In essence, this is a very important parameter, but in fact there are no options for choosing. The sklearn regression library implements two criteria, “MSE”, which is an abbreviation of Mean Square Error, and “MAE”, Mean Absolute Error, which correspond to the error functions they minimize. Most tasks use MSE. I cannot compare them yet, because mae appeared quite recently - in version 0.18 (and in my opinion, it is implemented with a bug). For classification, the “Gini” and “entropy” criteria have been implemented. A simple search will help you choose what to use in a specific problem (Gini was used in the author's implementation of the algorithm).
In the sklearn implementation of a random forest, there is no samplesize parameter that regulates how many objects to sub-sample for building each tree. There is such a parameter in the R-implementation, but, in fact, it is often optimal to choose from the entire sample. It is also recommended to choose a subsample with the return: bootstrap = True (this is the bootstrap aggregating).

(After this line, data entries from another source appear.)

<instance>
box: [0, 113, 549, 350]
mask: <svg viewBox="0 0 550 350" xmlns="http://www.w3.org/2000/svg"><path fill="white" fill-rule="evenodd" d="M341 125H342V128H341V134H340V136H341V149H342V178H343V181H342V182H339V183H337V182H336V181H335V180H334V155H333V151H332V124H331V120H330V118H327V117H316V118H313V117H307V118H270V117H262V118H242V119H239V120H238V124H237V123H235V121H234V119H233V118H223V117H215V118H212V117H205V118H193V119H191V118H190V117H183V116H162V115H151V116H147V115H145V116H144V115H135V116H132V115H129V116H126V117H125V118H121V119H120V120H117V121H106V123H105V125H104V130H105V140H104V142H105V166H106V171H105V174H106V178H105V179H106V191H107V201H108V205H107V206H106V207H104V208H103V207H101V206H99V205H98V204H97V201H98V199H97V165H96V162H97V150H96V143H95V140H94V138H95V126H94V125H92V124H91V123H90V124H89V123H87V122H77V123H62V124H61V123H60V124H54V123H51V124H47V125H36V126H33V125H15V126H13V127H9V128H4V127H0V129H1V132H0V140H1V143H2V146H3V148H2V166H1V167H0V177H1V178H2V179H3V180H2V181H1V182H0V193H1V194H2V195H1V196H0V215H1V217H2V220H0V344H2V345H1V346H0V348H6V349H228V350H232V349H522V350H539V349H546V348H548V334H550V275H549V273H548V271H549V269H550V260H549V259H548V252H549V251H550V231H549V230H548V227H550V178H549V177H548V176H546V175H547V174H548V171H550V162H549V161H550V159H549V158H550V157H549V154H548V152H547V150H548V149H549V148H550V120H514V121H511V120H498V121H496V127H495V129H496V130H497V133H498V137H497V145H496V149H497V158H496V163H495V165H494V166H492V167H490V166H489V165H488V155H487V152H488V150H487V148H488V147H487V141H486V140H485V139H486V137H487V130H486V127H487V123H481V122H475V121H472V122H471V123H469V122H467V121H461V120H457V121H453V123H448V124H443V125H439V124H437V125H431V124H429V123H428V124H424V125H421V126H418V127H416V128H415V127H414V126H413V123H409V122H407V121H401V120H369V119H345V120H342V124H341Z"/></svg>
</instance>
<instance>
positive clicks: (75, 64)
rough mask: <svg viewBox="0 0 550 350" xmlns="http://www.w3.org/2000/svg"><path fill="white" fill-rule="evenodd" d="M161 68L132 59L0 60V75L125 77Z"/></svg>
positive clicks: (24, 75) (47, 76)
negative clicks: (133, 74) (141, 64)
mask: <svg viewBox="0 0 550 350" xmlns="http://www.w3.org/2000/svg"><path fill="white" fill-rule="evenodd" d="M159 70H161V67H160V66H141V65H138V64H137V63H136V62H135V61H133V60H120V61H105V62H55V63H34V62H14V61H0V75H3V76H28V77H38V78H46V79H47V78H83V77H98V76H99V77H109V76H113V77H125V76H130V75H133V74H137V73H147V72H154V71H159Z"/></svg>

Last words - a bit of advice
By default, n_jobs = 1 in sklearn methods, i.e. a random forest is built on one processor. If you want to speed up the build significantly, use n_jobs = -1 (build on as many processors as possible). To build reproducible experiments, use the pseudo-random number generator preset: random_state.
P.S. The RF method is also good in that when constructing a forest, in parallel, the so-called oob-estimate of the quality of the algorithm can be calculated (which is very accurate and is obtained not at the expense of the division into training / test), oob-answers algorithms (answers that the algorithm would produce on the training set , if “it didn’t train on it”), the importance of the features is assessed. Finally, do not forget about the full enumeration of parameter values (if there are not that many objects in the task).